31.08.2020 Dialoge Meran mit Gabriele Valle: Verlieren wir die italienische Sprache?

Federico Guiglia trifft und interviewt Prof. Gabriele Valle, Autor von „Italiano Urgente“. 500 Anglizismen nach spanischem Vorbild ins Italienische übersetzt“ (Vorwort von T. De Mauro).

In den letzten zwanzig Jahren bestand die Hälfte der neuen Wörter in der italienischen Sprache aus plumpen Anglizismen, d.h. aus Wörtern, die nicht an unsere Sprache angepasst sind“. Gabriele Valle, italienisch-peruanischer Dozent an der Isit University School for Translators and Interpreters in Trento, warnt vor „Lockdown“, „Recovery Funds“ und „Hotspots“, d. h. vor Wörtern, die aus dem Englischen ins Italienische übernommen wurden, obwohl es die entsprechenden Ausdrücke „Confinement“, „Recovery Funds“ und „Identification Center“ gibt. Er ist der Autor des wertvollen Buches „Italiano Urgente, 500 Anglizismen nach spanischem Vorbild ins Italienische übersetzt“ mit einem Vorwort des großen Sprachwissenschaftlers Tullio De Mauro.
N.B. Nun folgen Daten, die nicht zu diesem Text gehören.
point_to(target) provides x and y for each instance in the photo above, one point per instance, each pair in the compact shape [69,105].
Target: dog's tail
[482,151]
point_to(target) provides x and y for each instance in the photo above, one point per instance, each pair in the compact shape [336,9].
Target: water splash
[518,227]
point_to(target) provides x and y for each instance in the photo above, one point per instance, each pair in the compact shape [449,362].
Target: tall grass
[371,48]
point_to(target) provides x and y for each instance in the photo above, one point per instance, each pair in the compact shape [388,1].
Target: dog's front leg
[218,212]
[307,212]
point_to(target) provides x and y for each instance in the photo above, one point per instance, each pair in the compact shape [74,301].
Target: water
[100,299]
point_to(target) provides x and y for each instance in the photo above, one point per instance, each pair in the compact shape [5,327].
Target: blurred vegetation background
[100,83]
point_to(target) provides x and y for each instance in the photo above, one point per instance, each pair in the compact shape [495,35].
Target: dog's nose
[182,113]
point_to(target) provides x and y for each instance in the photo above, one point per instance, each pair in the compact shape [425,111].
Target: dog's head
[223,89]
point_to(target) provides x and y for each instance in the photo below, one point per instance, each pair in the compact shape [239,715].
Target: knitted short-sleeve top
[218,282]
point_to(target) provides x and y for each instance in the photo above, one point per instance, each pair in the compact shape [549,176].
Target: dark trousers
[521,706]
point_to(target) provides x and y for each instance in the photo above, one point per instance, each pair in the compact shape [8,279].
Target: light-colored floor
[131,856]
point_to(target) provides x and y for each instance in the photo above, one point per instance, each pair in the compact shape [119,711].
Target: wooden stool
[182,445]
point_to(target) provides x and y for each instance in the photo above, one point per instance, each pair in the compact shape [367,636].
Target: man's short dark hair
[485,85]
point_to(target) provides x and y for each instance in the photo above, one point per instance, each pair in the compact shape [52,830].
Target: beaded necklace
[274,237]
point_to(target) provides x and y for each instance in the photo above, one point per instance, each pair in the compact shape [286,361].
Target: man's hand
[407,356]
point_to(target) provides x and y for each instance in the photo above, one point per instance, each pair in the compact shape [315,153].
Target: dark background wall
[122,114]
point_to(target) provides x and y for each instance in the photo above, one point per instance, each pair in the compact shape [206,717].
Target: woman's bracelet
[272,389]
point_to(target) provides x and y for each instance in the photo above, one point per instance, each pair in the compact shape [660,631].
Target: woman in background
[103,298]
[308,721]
In einer Videokonferenz, die von Federico Guiglia im Rahmen der bereits auf Facebook (https://www.facebook.com/akademiamerano/videos/316084109472613) und Youtube (https://youtu.be/AXwnApo27B8) hochgeladenen und von der Accademia di studi italo-tedeschi geförderten Treffen durchgeführt wurde, erklärte Professor Valle, dass alle neulateinischen Sprachen, insbesondere das Spanische, das Französische und das Portugiesische – „unsere Schwestersprachen“, wie er sie nennt – Anglizismen immer in ihre eigene Sprache übersetzen oder adaptieren, auch mit neu geschaffenen Wörtern. „Das gab es früher auch in Italien“, erinnert sich der Dozent. „In den 1970er Jahren, aber vor allem in jüngster Zeit, brach dieser Mechanismus zusammen. Heute sind wir das einzige neulateinischsprachige Land, das zum Beispiel in der digitalen Kommunikation ‚Computer‘, ‚Passwort‘, ‚Link‘, ‚Maus‘ sagt, obwohl es den entsprechenden Begriff im Italienischen gibt. Und dann untergräbt die Menge an nutzlosen Anglizismen die Hauptprämisse einer Sprache: sich verständlich zu machen, zu kommunizieren“.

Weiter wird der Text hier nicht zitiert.